It’s All About Weight!
Weights, payloads and legal criteria.
Chrissy is a Chausson 738 xlb (xlb meaning extra large bed!). There is a Fiat chassis and a remapped 130 bhp engine with front wheel drive. As a result, this gives enough power to cope with hills and hairpin bends. Suspension is a single rear axle, leaf springs and a legal weight limit of 3500kg with a motorhome payload of 350kg. (See later for a motorhome payload calculator.) This means you can drive with an ordinary car licence.
As the driver, in order to keep to weights, payloads and legal criteria, you must to ensure all payloads and axle weights adhere to legal limits. Attention must be paid to balancing the weight over the axles, we will explain this fully at the handover.
This article was taken from CARAVANGUARD , read it carefully, it is an excellent explanation of weights and loads.
Motorhomes are limited to the weight which they can carry and how the weight should be distributed throughout the vehicle.
It is extremely important to stick to these limits as overloading can have a detrimental effect on handling. The motorhome weight affects performance, stopping distances, and overall safety and stability. These are all factors which could lead to an accident.
This motorhome payload calculator explains the jargon surrounding motorhome weight limits, so you can calculate the legal weights for your motorhome. This includes calculations for adding things such as a rear bike rack.
First of all, let’s tackle the different weight limits which need to be considered and what each of them mean.
Mass in Running Order (MIRO)
The MIRO is the weight of your motorhome as it left the factory.
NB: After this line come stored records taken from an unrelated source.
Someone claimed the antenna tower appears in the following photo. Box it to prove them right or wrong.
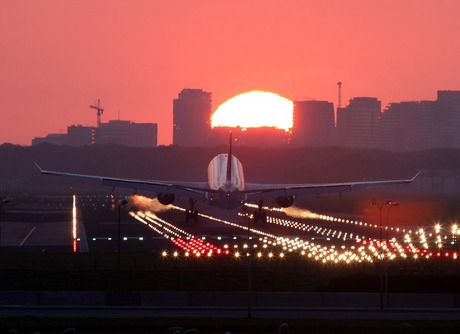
[89,99,104,127]
[337,81,342,108]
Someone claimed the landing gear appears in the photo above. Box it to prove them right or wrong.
[185,198,198,223]
[253,200,267,225]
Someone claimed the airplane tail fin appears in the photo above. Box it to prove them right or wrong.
[226,132,232,184]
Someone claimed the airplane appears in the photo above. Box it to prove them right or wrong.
[35,133,420,220]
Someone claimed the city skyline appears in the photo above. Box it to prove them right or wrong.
[0,0,460,145]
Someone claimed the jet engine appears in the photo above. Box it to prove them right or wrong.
[276,196,294,208]
[157,193,176,205]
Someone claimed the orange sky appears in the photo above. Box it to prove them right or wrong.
[0,0,460,145]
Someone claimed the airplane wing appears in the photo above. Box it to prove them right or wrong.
[244,171,421,201]
[35,162,213,200]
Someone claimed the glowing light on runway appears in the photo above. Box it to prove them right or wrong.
[113,198,459,264]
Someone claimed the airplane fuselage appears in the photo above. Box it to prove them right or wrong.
[206,153,246,210]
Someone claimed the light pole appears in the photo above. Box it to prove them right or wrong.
[245,207,251,318]
[371,200,399,310]
[370,200,399,244]
[117,199,128,276]
[0,198,10,248]
[387,201,399,241]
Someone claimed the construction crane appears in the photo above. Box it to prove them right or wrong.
[89,99,104,127]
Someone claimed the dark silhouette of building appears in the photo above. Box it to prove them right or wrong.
[173,89,213,146]
[379,101,435,151]
[96,120,158,147]
[433,90,460,148]
[291,101,334,147]
[32,120,158,147]
[32,125,95,146]
[337,97,381,148]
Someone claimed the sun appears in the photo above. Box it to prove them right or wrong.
[211,91,294,131]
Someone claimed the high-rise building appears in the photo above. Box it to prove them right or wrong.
[173,89,212,146]
[291,101,334,147]
[380,101,435,151]
[337,97,381,148]
[96,120,158,147]
[433,90,460,148]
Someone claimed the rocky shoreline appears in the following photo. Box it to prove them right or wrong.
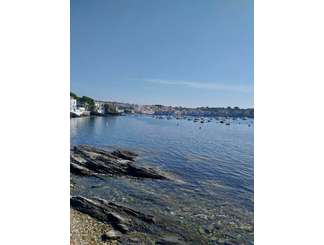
[70,145,253,245]
[70,145,190,245]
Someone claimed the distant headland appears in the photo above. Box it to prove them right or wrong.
[70,92,254,118]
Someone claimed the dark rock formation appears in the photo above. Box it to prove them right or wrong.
[70,196,155,233]
[70,145,167,179]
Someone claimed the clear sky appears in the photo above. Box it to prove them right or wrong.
[71,0,253,108]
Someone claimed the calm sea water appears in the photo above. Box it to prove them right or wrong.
[71,116,254,244]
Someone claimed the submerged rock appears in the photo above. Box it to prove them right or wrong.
[101,230,122,241]
[70,196,155,233]
[70,145,168,179]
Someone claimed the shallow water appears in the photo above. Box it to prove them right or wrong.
[71,116,254,244]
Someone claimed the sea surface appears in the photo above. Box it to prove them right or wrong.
[70,115,254,244]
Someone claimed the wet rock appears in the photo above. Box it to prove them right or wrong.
[101,230,122,241]
[156,235,185,245]
[70,196,155,233]
[70,145,168,179]
[111,150,138,161]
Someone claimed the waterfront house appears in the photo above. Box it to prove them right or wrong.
[70,97,77,112]
[95,101,105,115]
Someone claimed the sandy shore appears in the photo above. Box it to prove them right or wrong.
[70,208,117,245]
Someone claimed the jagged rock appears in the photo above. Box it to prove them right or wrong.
[70,145,167,179]
[111,150,138,161]
[101,230,122,241]
[70,196,155,233]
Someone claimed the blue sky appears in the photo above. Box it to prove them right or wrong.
[71,0,253,108]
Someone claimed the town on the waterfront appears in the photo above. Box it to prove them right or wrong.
[70,92,254,120]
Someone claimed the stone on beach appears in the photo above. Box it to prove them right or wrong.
[70,145,168,179]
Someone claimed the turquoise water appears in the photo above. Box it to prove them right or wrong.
[71,116,254,244]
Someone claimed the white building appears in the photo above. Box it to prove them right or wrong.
[95,101,105,114]
[70,97,77,112]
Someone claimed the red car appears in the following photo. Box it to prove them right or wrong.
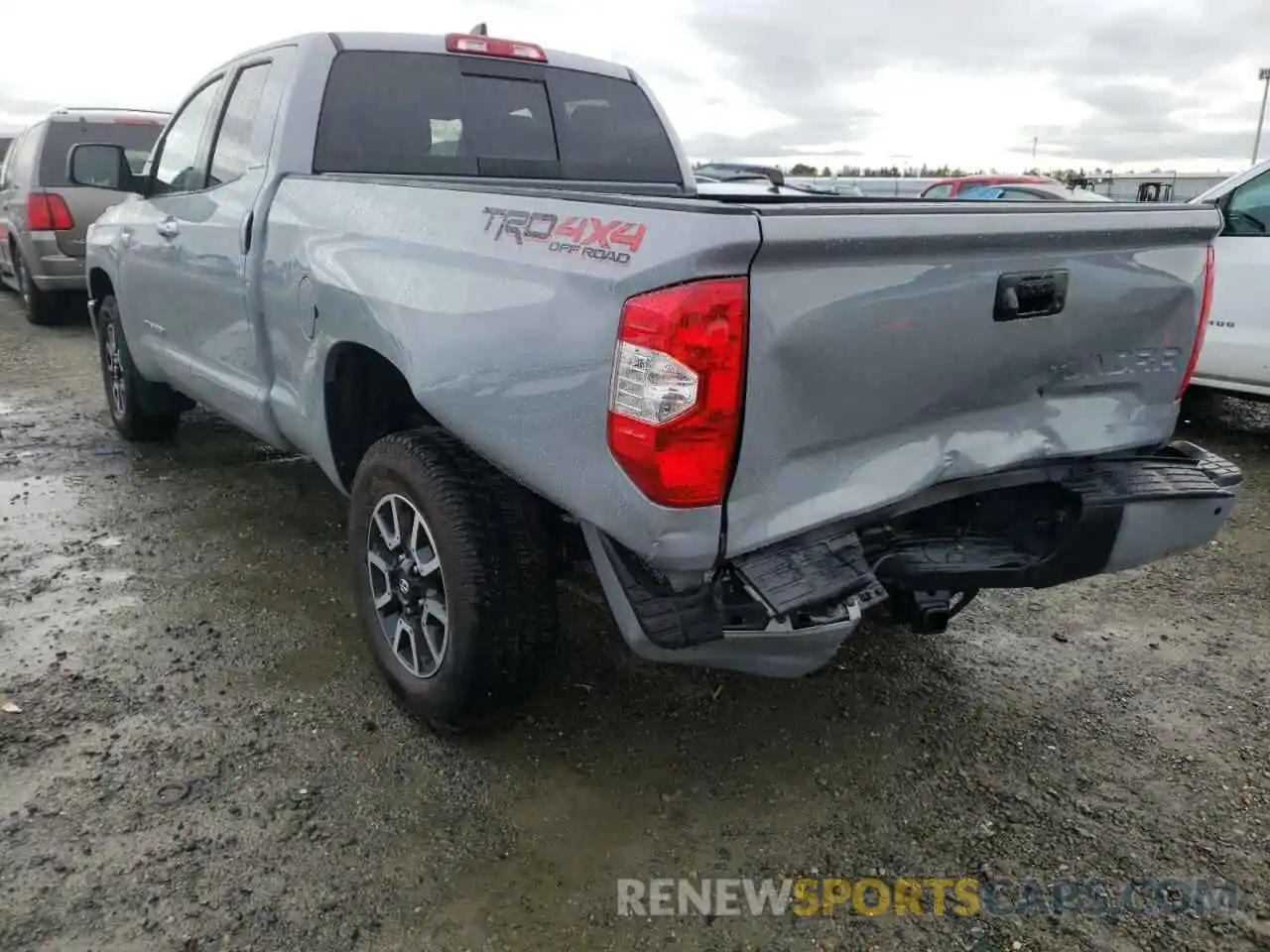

This is with a full tank of fuel and an average driver weight of 75kg, but before any other contents are added.
Maximum Technically Permissable Laden Mass (MTPLM)
The MTPLM is the maximum amount which your fully laden motorhome can weigh and still be legal to drive.
(The MTPLM is the MIRO plus the Payload).
The payload is the weight of passengers, equipment and belongings (gas bottles, clothing, food, solar panels, batteries, bike racks) carried on your motorhome.
Your maximum payload is usually given by your motorhome manufacturer.
Calculate your actual MTPLM by going to a weigh bridge (there is normally a small charge). Going over the MTPLM figure means you need to reduce your payload by removing items from the motorhome.
Calculating the effect of adding weight behind the rear axle
Many motorhome owners like to add a bike rack. Before you adding, you must carefully calculate the effect this will have on your motorhome’s front and rear axle loading. These both have their own specific limits (which can be found on your motorhome’s weight plate.) The diagram below shows an Alko chassis weight plate for an Auto-Trail motorhome.
The Pivot Point and Centre of Gravity
When adding weight behind the rear axle the back tyre becomes a pivot point. This means any added weight will increase the load on the rear axle but actually decrease it on the front one.
The diagram below shows the different measurements you need to be able to accurately calculate the effect of adding a new rear load.
Your motorhome’s size measurements should be in your handbook, and your front and rear axle load can of course be calculated at a weigh bridge by simply placing only the front or rear tyres on the sensor area (some weigh bridges may have equipment which can calculate front and rear axle loading independently automatically).
Once you know the weight of the rear load you are adding (e.g. the weight of the bike rack plus a scooter) you can then use the below calculations to work out the effect of this on your front and rear axle loading:
New front axle load (new F) = F – [L x (O ÷ W)]
New rear axle load (new R) = R + L + (F – new F)
The diagram below gives some example measurements.
In the above example we are adding a new load (L) of 200kg to the rear overhang of the motorhome.
To work out the effect this will have on the motorhome’s front and rear axle loads we can use this formula, simply replacing the letters with the values in the example diagram above.
The new front axle load (which we’ll call “new F”) is:
1500 – [200 x (1000 ÷ 4400)] which equals 1454.54kg.
The new front axle load (once the new overhang weight is added) works out at 1454.54kg and can then use this figure to work out the new rear axle load (which we’ll call “new R”).
The new rear axle load (“new R”) is:
2000 + 200 + (F – new F) which equals 2245.46kg.
Thus, for this motorhome, adding a new overhang weight of 200kg (perhaps a motorbike rack) would add 245.46kg of load to the rear axle, whilst taking 45.46kg off the front axle load.
So if the maximum permissible rear axle load was 2400kg and the MTPLM was 4250kg, (see chassis plate photo) then adding 200kg to the rear overhang would still be well within the permissible limits.
Rear loading dangers
You need to be very careful not to overload the rear axle and overly reduce the front axle load. It’s not only unlawful but will alter the pivot point. This will cause your motorhome to tip at the rear, leading to potentially dangerous handling, steering and traction issues. We’d always advise calculating the load on both axles when your motorhome is fully loaded to make sure you’re within safe limits.
Always refer to your motorhome payload calculator when you change the contents or configuration of your motorhome.